Alison is UNESCO Chair for Refugee Integration through Languages and the Arts and Professor of Languages and Intercultural Studies at the University of Glasgow where she co-convenes Glasgow Refugee Asylum and Migration Network.
She is a passionate advocate for refugees and asylum seekers and blends her academic research and teaching with her activism and public work. She has held a long interest in ways in which communities of established and new arrivals can create a joint sense of belonging and joint sense of integration by being involved in creative activities.

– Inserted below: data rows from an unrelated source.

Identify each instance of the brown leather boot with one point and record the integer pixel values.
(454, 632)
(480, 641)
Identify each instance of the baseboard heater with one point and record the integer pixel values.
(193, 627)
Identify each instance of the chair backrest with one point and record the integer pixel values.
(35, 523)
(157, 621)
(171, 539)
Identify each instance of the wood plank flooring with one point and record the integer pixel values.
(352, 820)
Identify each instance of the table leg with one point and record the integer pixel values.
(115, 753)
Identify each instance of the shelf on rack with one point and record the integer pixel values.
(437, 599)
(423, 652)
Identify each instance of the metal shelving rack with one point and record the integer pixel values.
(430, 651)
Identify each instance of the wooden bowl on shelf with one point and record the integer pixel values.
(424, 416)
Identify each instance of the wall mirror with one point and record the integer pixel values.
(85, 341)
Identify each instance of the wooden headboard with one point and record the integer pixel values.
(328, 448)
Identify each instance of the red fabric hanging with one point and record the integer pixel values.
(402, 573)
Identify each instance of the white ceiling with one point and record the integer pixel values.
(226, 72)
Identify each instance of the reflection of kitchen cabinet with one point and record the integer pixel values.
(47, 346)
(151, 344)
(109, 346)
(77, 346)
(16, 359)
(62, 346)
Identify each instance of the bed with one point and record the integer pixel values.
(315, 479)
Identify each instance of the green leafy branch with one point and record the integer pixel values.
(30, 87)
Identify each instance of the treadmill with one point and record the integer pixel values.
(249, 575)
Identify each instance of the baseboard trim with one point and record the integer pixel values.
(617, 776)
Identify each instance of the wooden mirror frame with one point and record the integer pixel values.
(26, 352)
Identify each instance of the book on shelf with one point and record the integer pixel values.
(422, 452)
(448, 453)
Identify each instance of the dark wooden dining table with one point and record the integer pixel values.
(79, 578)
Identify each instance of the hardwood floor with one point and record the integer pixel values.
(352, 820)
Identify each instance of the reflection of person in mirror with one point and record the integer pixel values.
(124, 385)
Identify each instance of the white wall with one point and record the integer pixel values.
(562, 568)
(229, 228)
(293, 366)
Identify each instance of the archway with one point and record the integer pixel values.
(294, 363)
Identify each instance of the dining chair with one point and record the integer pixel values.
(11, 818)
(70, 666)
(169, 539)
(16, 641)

She first researched this in her PhD in southern Germany after the fall of the Berlin Wall, and during the Balkans war and refugee arrivals from that conflict.
After working to establish an International Academic Association for Languages and Intercultural Communication (2000) she turned back to volunteering and became a visitor with Scottish Detainee Visitors (2005), and then a volunteer host with Positive Action in Housing (2007). With Professor Rebecca Kay, in 2009 she established GRAMNet at the University of Glasgow. In 2017 she took up the UNESCO professorship, the first in the world, in Refugee Integration through Languages and the Arts. Here she also partners with the contexts outwith the media ‘hotspots’, where it has been possible for large numbers of refugees to arrive, integrate and live harmoniously and without the fear and xenophobia which has been experienced in recent years in the UK.

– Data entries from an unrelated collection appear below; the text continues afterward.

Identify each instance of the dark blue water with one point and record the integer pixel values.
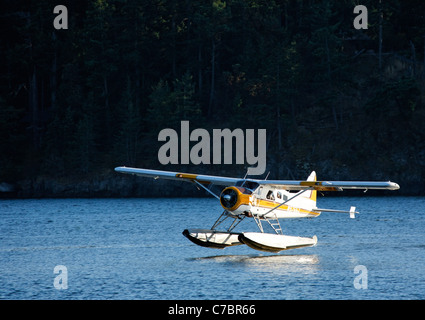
(134, 249)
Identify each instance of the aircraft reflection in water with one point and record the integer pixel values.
(278, 264)
(265, 201)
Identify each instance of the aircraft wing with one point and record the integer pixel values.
(331, 185)
(284, 184)
(160, 174)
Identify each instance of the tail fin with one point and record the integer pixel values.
(312, 195)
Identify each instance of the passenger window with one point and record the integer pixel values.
(270, 195)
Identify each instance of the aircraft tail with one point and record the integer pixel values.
(312, 194)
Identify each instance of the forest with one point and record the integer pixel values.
(77, 102)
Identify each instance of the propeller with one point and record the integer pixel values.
(228, 198)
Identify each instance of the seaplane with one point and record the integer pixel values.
(264, 201)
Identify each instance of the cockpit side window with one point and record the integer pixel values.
(270, 195)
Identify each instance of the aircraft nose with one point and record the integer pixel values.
(227, 197)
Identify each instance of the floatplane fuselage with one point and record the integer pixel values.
(265, 201)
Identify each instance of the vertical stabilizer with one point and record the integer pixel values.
(313, 193)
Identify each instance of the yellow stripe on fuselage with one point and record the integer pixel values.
(269, 204)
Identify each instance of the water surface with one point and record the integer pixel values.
(134, 249)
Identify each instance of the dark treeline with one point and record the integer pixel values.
(347, 103)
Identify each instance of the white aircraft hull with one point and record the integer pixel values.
(275, 242)
(212, 238)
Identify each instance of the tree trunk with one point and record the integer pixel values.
(212, 78)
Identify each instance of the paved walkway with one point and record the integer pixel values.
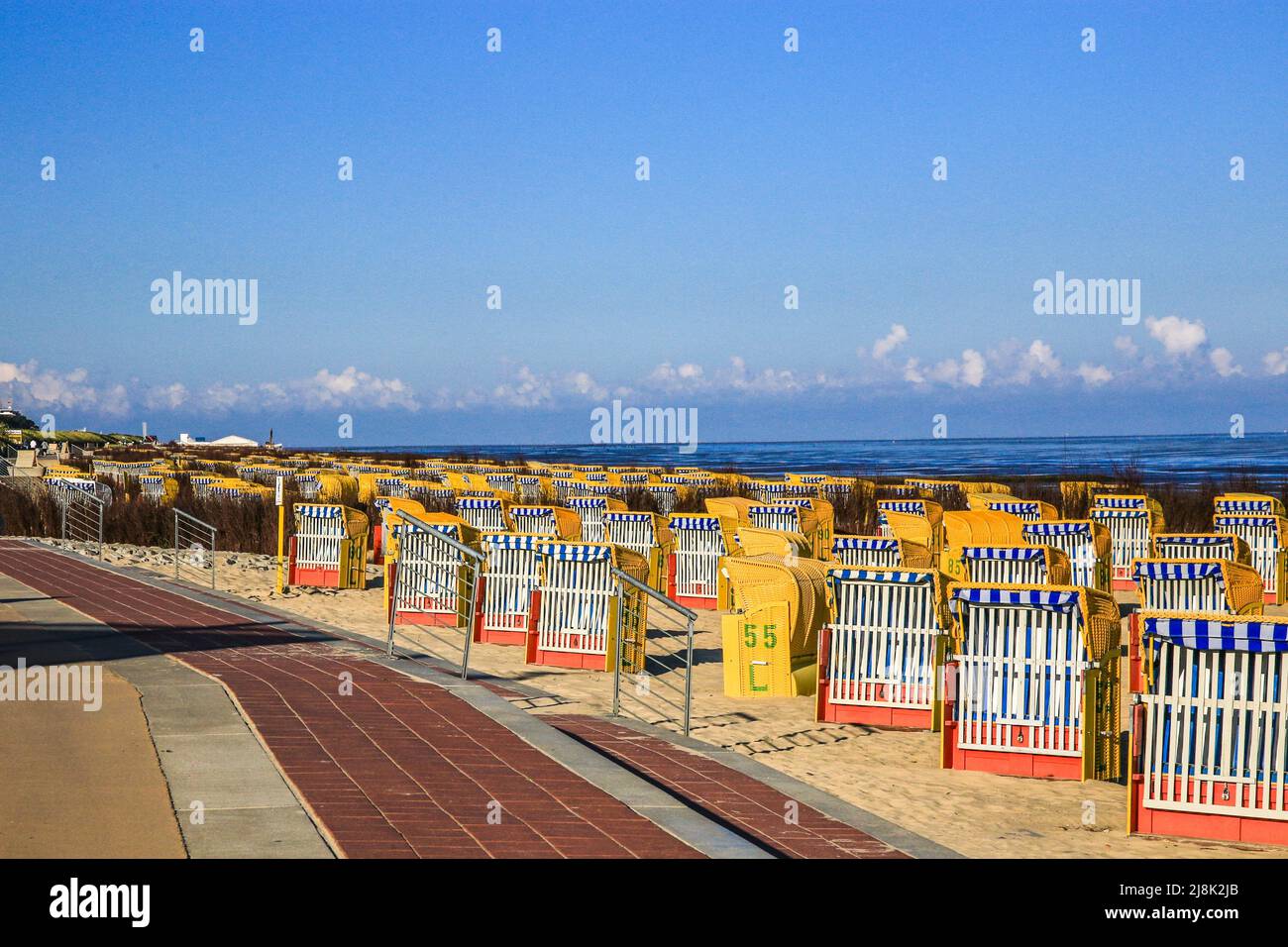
(394, 759)
(77, 784)
(760, 812)
(394, 768)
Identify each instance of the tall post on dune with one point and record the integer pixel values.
(281, 530)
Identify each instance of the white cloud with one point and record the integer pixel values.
(1094, 373)
(51, 390)
(1177, 337)
(1276, 363)
(1223, 360)
(897, 337)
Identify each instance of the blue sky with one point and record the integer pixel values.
(767, 169)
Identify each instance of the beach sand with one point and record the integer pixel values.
(892, 774)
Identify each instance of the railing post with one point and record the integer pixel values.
(469, 616)
(617, 652)
(393, 592)
(688, 681)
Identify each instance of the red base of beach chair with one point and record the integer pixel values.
(697, 603)
(313, 578)
(706, 602)
(1201, 825)
(436, 618)
(1134, 663)
(514, 634)
(1008, 763)
(866, 715)
(535, 655)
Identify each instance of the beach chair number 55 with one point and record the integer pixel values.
(769, 641)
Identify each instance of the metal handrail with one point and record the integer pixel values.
(686, 693)
(473, 598)
(194, 528)
(93, 531)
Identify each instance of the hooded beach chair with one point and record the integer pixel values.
(1087, 544)
(694, 574)
(433, 579)
(541, 519)
(1028, 510)
(511, 574)
(919, 521)
(786, 545)
(1210, 735)
(380, 534)
(1201, 545)
(1265, 535)
(1131, 519)
(771, 639)
(1016, 565)
(591, 510)
(884, 647)
(575, 612)
(975, 528)
(1190, 585)
(484, 513)
(815, 521)
(1033, 682)
(647, 535)
(881, 552)
(329, 548)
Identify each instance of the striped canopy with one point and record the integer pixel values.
(318, 510)
(1116, 513)
(1014, 506)
(1219, 634)
(883, 544)
(1183, 540)
(1017, 553)
(695, 522)
(872, 575)
(567, 552)
(1179, 570)
(510, 540)
(1245, 505)
(1046, 599)
(1056, 528)
(1245, 521)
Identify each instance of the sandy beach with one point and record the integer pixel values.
(892, 774)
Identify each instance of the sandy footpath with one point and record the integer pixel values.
(894, 775)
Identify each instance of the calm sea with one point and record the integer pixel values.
(1188, 459)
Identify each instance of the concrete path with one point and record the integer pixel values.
(77, 784)
(389, 766)
(393, 758)
(218, 785)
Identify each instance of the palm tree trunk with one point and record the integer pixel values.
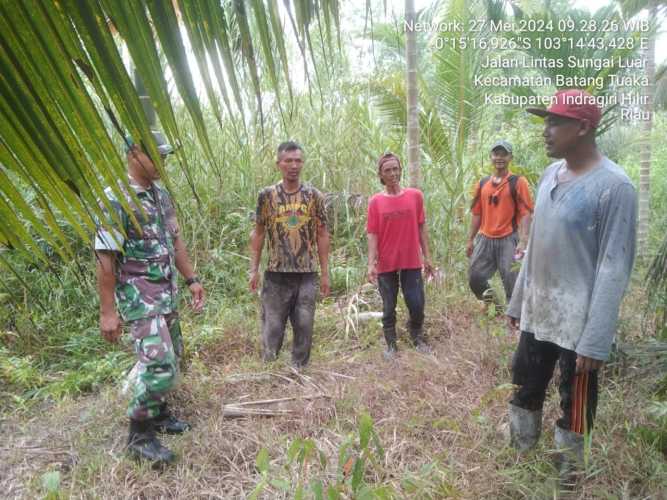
(413, 110)
(645, 153)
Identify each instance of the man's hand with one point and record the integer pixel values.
(325, 287)
(372, 273)
(469, 248)
(253, 283)
(513, 323)
(111, 326)
(586, 364)
(197, 291)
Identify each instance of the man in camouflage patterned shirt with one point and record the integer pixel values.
(137, 262)
(292, 217)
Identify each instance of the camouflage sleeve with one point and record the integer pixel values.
(108, 236)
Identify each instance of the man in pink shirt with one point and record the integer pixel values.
(397, 249)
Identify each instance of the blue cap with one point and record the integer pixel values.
(502, 144)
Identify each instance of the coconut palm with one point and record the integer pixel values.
(412, 91)
(67, 100)
(655, 8)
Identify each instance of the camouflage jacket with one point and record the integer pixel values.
(146, 267)
(291, 221)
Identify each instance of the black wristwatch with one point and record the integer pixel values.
(192, 280)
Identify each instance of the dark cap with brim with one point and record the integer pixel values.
(502, 144)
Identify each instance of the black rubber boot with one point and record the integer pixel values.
(143, 445)
(390, 337)
(525, 427)
(166, 423)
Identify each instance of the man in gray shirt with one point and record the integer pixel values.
(577, 266)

She is particularly concerned with the experiences of women and young people, and separated families in the asylum system and in the precarious journeys made to seek safety.

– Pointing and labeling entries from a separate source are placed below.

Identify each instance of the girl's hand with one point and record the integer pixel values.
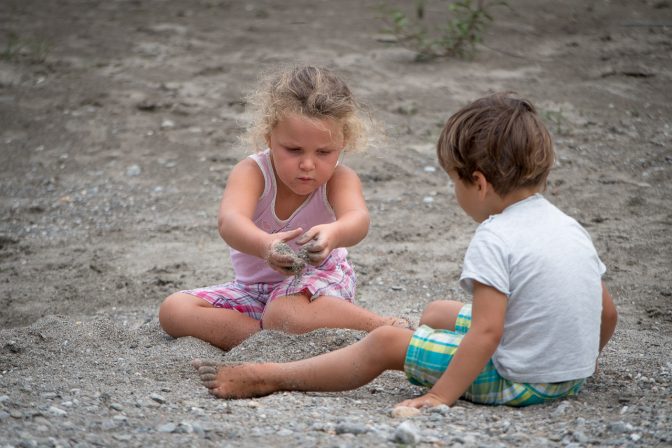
(429, 400)
(318, 242)
(280, 257)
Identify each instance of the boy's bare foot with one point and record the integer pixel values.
(233, 381)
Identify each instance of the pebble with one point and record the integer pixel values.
(167, 427)
(442, 409)
(404, 412)
(350, 428)
(133, 171)
(158, 398)
(57, 412)
(407, 433)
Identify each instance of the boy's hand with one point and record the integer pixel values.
(280, 257)
(318, 242)
(429, 400)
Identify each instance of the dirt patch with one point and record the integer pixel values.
(118, 127)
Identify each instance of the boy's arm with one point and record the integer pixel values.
(243, 189)
(474, 352)
(609, 317)
(344, 192)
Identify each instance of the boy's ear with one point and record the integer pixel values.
(481, 182)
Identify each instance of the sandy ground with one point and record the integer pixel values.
(118, 127)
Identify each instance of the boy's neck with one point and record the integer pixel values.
(502, 202)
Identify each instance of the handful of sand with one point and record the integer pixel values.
(300, 258)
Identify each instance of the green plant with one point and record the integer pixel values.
(34, 50)
(457, 37)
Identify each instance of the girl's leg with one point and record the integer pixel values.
(298, 314)
(186, 315)
(441, 314)
(344, 369)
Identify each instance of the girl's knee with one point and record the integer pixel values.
(441, 314)
(388, 345)
(173, 309)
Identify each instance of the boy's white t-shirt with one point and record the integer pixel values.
(547, 266)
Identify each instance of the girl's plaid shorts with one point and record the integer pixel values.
(430, 351)
(335, 277)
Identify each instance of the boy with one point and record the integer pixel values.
(539, 315)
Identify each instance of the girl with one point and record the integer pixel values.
(296, 194)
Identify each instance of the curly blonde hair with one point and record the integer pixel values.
(313, 92)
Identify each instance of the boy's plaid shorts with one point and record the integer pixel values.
(430, 351)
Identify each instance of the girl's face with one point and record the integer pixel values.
(305, 152)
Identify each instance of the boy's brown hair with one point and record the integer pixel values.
(502, 137)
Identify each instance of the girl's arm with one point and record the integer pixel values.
(243, 189)
(474, 352)
(344, 192)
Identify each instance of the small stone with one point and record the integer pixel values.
(167, 427)
(167, 124)
(407, 433)
(133, 171)
(350, 428)
(560, 409)
(619, 427)
(57, 412)
(581, 437)
(158, 398)
(404, 412)
(442, 409)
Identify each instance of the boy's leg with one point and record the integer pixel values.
(441, 314)
(344, 369)
(298, 314)
(186, 315)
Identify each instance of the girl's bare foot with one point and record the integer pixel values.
(400, 322)
(233, 381)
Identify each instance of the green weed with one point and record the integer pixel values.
(455, 36)
(32, 50)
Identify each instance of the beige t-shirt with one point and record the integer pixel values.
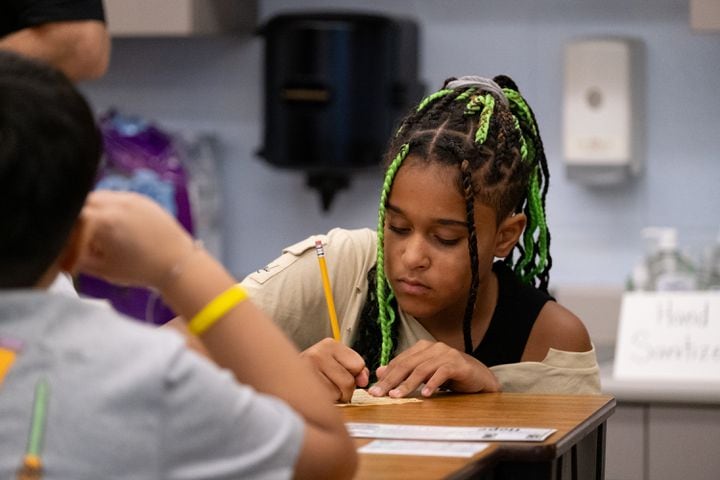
(290, 290)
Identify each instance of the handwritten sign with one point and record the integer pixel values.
(669, 336)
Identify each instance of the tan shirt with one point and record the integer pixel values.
(290, 290)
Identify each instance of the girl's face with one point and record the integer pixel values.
(426, 251)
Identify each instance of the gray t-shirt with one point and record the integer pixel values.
(129, 401)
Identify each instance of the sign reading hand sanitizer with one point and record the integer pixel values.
(669, 336)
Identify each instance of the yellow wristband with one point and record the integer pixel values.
(216, 309)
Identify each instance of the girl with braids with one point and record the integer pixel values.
(452, 290)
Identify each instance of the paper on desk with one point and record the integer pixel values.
(361, 397)
(415, 447)
(429, 432)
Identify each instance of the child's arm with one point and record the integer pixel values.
(555, 327)
(435, 364)
(131, 240)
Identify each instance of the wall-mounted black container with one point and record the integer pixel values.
(335, 86)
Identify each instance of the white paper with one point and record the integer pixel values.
(423, 448)
(669, 336)
(429, 432)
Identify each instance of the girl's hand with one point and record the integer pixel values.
(129, 239)
(436, 365)
(341, 368)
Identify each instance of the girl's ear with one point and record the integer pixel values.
(508, 234)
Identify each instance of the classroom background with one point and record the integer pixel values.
(212, 87)
(214, 84)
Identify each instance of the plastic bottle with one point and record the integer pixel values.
(711, 269)
(668, 269)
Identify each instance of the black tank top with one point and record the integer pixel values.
(517, 308)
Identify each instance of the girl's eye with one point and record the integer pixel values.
(398, 230)
(448, 241)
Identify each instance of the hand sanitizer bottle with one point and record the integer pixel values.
(669, 270)
(711, 270)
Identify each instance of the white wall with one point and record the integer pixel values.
(215, 84)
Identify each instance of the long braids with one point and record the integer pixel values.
(534, 262)
(501, 163)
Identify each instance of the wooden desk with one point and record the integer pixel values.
(576, 450)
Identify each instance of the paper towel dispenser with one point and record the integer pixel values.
(335, 86)
(602, 110)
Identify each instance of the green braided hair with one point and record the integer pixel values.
(488, 131)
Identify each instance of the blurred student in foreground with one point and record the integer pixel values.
(86, 393)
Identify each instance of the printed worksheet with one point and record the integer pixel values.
(423, 448)
(431, 432)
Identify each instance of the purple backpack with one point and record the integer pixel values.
(139, 157)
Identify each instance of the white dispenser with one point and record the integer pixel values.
(668, 268)
(601, 110)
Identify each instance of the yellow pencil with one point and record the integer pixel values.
(328, 291)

She has worked in many countries worldwide, through many languages, as a leading researcher and has a strong international community experience. She meets the same issues and the same resilience wherever she travels and now engages regularly as a public intellectual with media and policy discussions whilst at the same time being fully committed to living with those who are newly arrived and in need of a place to call home, and call family.
Alison is a member of the Iona Community, a poet and public speaker as well as a public intellectual. She is well known to the advocacy and activist communities working with and alongside new arrivals, refugees and asylum seekers in Scotland.